This issue belongs to David Rubín as both artist and colorist. The images he creates at Hazel’s grandma’s house glow with a golden sunlight. The interiors have an aged, but safe, quality like you’d imagine in the house in The Lion, the Witch and the Wardrobe. The colors of the Ether begin like they always have - like a cotton candy and lemonade bizarre - but as young Hazel enters the darker corners of the Ether (and, interestingly, the darker elements of science), the world becomes ominous. Over a series of panels, Rubín’s images take on an ominous tone until we’re treated to a violent image right out of one of those terrible, classical paintings of hell.

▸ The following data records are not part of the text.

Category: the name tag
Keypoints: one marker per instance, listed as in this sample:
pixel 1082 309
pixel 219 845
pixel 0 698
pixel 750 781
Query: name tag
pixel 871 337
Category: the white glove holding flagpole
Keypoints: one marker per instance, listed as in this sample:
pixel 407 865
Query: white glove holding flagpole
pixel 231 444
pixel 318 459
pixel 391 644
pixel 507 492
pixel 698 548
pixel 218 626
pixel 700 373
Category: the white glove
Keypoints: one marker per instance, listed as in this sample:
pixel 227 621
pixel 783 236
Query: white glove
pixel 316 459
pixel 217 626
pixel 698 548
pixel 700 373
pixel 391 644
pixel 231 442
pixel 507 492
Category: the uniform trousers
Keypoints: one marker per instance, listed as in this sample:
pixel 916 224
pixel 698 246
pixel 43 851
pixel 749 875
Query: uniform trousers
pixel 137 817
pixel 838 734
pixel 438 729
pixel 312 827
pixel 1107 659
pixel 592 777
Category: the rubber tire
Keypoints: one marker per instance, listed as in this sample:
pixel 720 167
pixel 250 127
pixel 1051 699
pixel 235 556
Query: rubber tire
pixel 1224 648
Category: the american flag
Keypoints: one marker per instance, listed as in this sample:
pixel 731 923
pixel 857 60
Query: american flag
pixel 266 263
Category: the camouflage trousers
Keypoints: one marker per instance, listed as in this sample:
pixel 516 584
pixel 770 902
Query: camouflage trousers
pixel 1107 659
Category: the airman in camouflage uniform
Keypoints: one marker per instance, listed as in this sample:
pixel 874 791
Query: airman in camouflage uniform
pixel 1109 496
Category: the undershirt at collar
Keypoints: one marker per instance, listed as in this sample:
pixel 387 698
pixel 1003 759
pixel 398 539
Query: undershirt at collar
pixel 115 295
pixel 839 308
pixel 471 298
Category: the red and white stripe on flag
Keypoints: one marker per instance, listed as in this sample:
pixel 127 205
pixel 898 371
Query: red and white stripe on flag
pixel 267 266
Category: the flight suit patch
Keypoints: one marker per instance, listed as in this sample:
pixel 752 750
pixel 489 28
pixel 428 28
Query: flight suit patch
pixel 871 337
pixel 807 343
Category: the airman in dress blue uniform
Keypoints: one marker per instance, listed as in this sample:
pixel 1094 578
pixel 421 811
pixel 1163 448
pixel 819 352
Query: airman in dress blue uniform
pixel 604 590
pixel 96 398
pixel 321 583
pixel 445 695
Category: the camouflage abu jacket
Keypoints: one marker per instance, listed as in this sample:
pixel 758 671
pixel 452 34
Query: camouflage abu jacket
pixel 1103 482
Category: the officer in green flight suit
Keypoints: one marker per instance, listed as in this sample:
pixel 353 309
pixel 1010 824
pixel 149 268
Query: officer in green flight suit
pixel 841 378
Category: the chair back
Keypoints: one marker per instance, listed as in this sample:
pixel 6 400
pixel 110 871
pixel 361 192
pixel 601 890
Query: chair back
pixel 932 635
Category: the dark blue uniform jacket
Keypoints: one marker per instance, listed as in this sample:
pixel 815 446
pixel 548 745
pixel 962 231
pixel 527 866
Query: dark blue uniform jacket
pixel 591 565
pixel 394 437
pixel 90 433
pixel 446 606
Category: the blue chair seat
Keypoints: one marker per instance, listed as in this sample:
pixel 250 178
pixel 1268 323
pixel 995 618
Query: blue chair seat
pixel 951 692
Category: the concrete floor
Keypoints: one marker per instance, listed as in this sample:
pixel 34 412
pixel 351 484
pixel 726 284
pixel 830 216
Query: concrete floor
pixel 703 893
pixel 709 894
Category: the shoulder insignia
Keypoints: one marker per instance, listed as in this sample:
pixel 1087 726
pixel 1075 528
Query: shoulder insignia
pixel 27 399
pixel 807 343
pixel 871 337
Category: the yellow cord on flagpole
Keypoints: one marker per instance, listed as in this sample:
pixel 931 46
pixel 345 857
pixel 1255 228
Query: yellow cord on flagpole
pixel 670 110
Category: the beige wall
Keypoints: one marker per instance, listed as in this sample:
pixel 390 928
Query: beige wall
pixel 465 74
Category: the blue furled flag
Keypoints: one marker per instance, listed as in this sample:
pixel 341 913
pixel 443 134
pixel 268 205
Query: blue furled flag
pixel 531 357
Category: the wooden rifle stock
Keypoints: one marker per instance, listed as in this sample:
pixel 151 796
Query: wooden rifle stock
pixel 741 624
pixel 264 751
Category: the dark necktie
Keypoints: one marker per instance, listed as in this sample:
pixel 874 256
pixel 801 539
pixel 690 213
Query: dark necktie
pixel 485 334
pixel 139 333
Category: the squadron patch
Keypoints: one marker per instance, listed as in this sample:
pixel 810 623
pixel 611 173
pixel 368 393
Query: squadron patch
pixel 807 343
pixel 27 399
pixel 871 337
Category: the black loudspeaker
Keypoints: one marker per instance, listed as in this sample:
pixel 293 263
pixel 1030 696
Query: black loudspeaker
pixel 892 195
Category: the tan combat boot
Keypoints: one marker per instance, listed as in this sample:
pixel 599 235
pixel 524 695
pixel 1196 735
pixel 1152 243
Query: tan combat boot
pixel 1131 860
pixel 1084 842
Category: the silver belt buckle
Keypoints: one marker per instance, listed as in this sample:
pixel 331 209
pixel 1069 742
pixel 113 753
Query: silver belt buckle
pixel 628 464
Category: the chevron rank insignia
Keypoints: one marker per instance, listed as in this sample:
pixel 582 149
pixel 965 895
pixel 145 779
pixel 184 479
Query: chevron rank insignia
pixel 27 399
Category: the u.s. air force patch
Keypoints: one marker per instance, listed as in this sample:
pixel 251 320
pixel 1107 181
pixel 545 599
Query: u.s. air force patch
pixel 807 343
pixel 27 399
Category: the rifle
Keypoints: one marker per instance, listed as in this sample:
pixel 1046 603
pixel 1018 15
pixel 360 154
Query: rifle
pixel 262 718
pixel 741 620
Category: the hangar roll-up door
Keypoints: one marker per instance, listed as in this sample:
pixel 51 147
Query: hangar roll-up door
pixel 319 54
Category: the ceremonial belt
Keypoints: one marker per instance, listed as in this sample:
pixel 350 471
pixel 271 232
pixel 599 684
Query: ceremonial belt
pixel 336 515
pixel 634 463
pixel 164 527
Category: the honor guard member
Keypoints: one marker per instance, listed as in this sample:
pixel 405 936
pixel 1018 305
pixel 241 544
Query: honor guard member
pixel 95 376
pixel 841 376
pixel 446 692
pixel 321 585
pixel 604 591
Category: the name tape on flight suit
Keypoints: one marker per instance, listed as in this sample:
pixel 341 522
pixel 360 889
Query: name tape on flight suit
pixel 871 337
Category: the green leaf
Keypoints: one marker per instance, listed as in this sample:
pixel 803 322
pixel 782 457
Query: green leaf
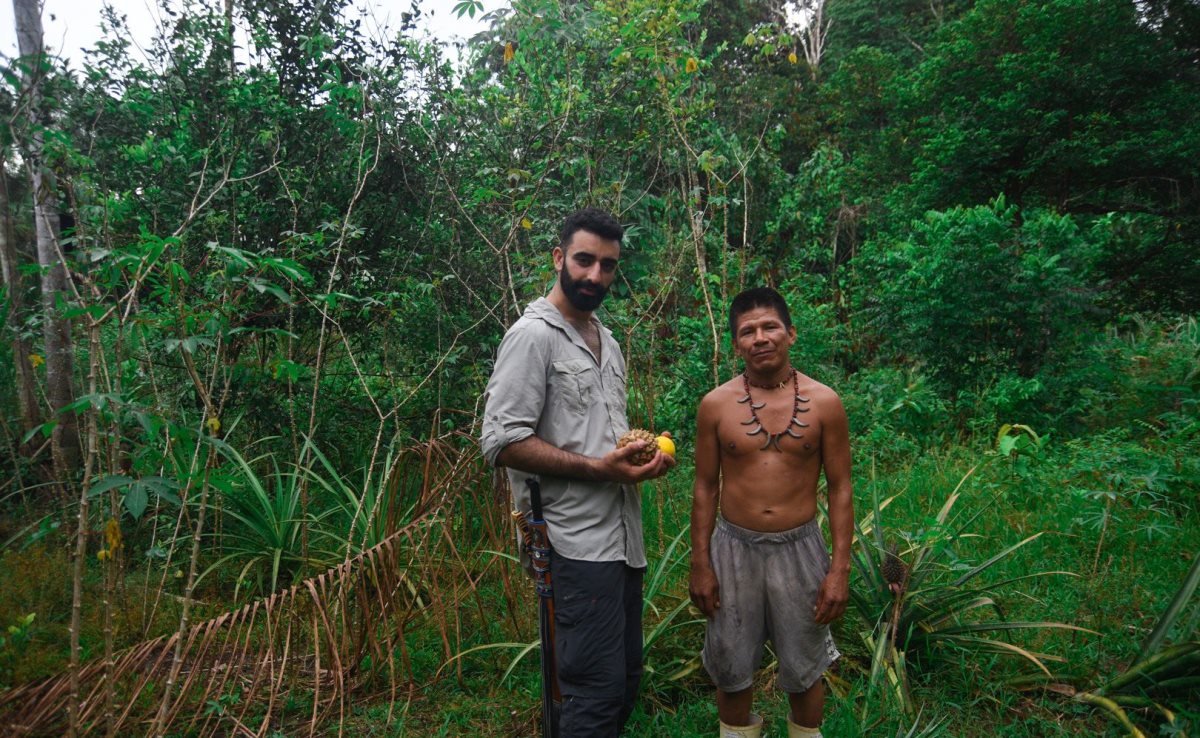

While the story itself is depicted through the space they travel and the actions the characters take, the emotional wallop is seen in Hazel’s young face. Her transformation from innocent, to helpless and afraid for her life, to shattered gives this issue a sincere weight that I was not expecting. I was admittedly side swiped.
The issue then leads back to how Hazel met Boone Diaz, and we get a brief glimpse, again through Rubín’s exquisite capturing of a character’s expressions, that Boone wasn’t always the hero we see him as now. The fact that we only see Hazel in flashbacks leads me to believe there are tragic elements to this story we have yet to explore, and with this introduction to Hazel, I can already feel my heart breaking.
What Kindt has done here hasn’t just set up an interdimensional adventure, but a puzzle box of character revelations. I both dread and yearn for the next issue.